City Attorney Craig Hall said the issue for the city will ultimately be how to protect the deep aquifer.

"The question will be what's it worth to protect that," he said. "It's going to be an economic decision."

Because groundwater is difficult to clean up, restoration of the contaminated shallow and intermediate aquifers at the site to drinking water quality may be "economically impractical," Anderson noted. Drilling restrictions may have to be implemented in and around the site, and those who build there may be required to store contaminated soil under or near their buildings.

Anderson said ASARCO had proposed cleanup levels much higher than federal drinking water standards, with suggested levels for arsenic at 700 mg/kg and for lead, 4000 mg/kg. In comparison, cleanup levels at the old Sharon Steel site in Midvale were 70 mg/kg for arsenic and 500 mg/kg for lead.

However, the two sites are different in that the Sharon Steel site was developed into a residential community and plans for the Murray smelter site do not currently include residential development - although the planned Main Street extension project will pass through contaminated areas of the site.

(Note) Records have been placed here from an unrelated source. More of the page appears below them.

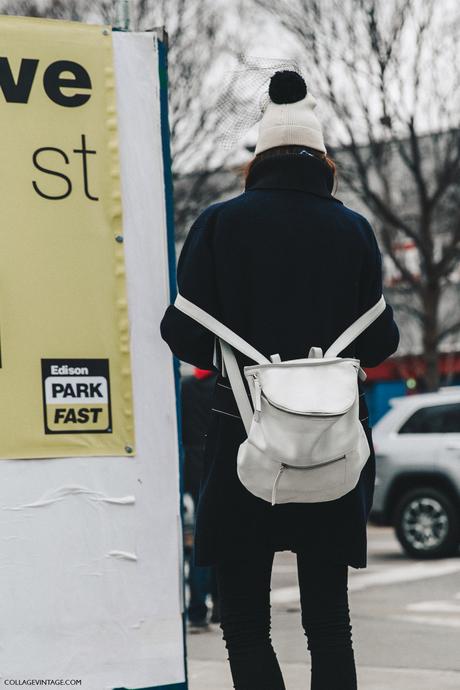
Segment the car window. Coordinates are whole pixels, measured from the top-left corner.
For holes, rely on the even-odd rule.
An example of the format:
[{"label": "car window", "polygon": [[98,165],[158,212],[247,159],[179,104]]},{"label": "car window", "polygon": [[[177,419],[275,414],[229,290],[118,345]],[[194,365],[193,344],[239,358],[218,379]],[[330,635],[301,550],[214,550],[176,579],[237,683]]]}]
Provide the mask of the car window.
[{"label": "car window", "polygon": [[460,403],[422,407],[402,425],[400,434],[460,433]]}]

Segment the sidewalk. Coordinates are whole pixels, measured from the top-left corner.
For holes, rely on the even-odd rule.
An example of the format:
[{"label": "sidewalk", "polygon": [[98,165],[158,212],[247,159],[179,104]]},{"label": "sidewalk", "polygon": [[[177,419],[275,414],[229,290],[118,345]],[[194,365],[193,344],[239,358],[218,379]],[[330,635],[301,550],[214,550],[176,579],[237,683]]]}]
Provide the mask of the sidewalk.
[{"label": "sidewalk", "polygon": [[[305,664],[282,663],[287,690],[308,690],[310,670]],[[233,690],[228,662],[188,659],[190,690]],[[460,672],[406,668],[358,668],[359,690],[458,690]]]}]

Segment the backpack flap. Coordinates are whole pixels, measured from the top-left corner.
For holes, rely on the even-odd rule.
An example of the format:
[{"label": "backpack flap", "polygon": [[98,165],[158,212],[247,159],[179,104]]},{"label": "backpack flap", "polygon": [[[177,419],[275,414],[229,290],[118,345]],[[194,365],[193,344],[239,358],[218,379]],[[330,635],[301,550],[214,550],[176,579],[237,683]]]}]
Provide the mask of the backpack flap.
[{"label": "backpack flap", "polygon": [[[356,359],[315,359],[245,367],[254,403],[263,397],[280,410],[299,415],[342,415],[358,394]],[[255,395],[257,392],[257,396]],[[255,404],[256,409],[260,409]]]}]

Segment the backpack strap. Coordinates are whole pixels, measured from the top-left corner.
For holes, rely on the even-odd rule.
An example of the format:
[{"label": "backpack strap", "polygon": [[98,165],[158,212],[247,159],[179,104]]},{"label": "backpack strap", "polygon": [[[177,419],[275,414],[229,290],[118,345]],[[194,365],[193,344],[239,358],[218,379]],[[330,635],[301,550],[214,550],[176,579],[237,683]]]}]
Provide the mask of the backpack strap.
[{"label": "backpack strap", "polygon": [[[230,328],[208,314],[204,309],[201,309],[193,302],[177,294],[174,306],[182,311],[190,318],[194,319],[202,326],[217,335],[222,352],[226,373],[232,387],[233,395],[235,396],[236,404],[238,406],[241,419],[243,420],[246,433],[249,435],[249,429],[252,422],[252,405],[246,393],[243,378],[241,376],[240,368],[236,357],[232,351],[235,347],[242,354],[254,360],[257,364],[270,364],[270,360],[263,354],[258,352],[252,345],[249,345],[243,338],[234,333]],[[339,352],[342,352],[347,345],[349,345],[360,333],[362,333],[371,323],[385,310],[385,299],[383,295],[373,307],[368,309],[362,316],[360,316],[351,326],[349,326],[343,333],[332,343],[332,345],[324,353],[324,357],[336,357]],[[232,347],[230,347],[232,346]],[[312,348],[313,351],[318,348]],[[316,354],[319,354],[316,352]],[[215,361],[215,352],[214,352]]]},{"label": "backpack strap", "polygon": [[196,304],[193,304],[193,302],[190,302],[182,295],[177,295],[174,306],[218,336],[225,370],[232,387],[233,395],[235,396],[241,419],[243,420],[244,428],[249,435],[249,428],[253,415],[252,405],[246,392],[238,362],[230,346],[235,347],[258,364],[270,364],[270,360],[258,352],[252,345],[249,345],[243,338],[240,338],[239,335],[236,335],[230,328],[224,326],[223,323],[208,314],[204,309],[197,307]]},{"label": "backpack strap", "polygon": [[184,314],[190,316],[195,321],[198,321],[202,326],[209,329],[212,333],[215,333],[221,340],[224,340],[229,345],[232,345],[237,350],[239,350],[243,355],[249,357],[249,359],[254,360],[257,364],[270,364],[270,360],[267,359],[263,354],[258,352],[255,347],[249,345],[243,338],[234,333],[230,328],[224,326],[223,323],[215,319],[211,314],[208,314],[204,309],[197,307],[196,304],[190,302],[182,295],[178,294],[174,306]]},{"label": "backpack strap", "polygon": [[364,312],[351,326],[343,331],[339,337],[334,340],[332,345],[328,347],[324,353],[325,357],[337,357],[339,352],[342,352],[355,338],[366,330],[375,319],[385,311],[385,298],[381,295],[378,302],[373,307]]}]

"The proposed soil levels are based on industrial land use," Anderson said.

Another problem facing city planners is the hazard to workers constructing a proposed police training center at the site. Anderson said lead contamination may be a problem for workers as they dig to clear a foundation and lay pipe. Current plans are to excavate soil near the proposed facility and store it there indefinitely. New fill dirt will be brought in on which to build the training center.

One area of cadmium pollution in excess of standards has been located in the intermediate aquifer, Anderson said. Contrary to earlier reports, some evidence indicates the contaminants have already reached Little Cottonwood Creek, but other surveys have not shown contamination, Glaser said.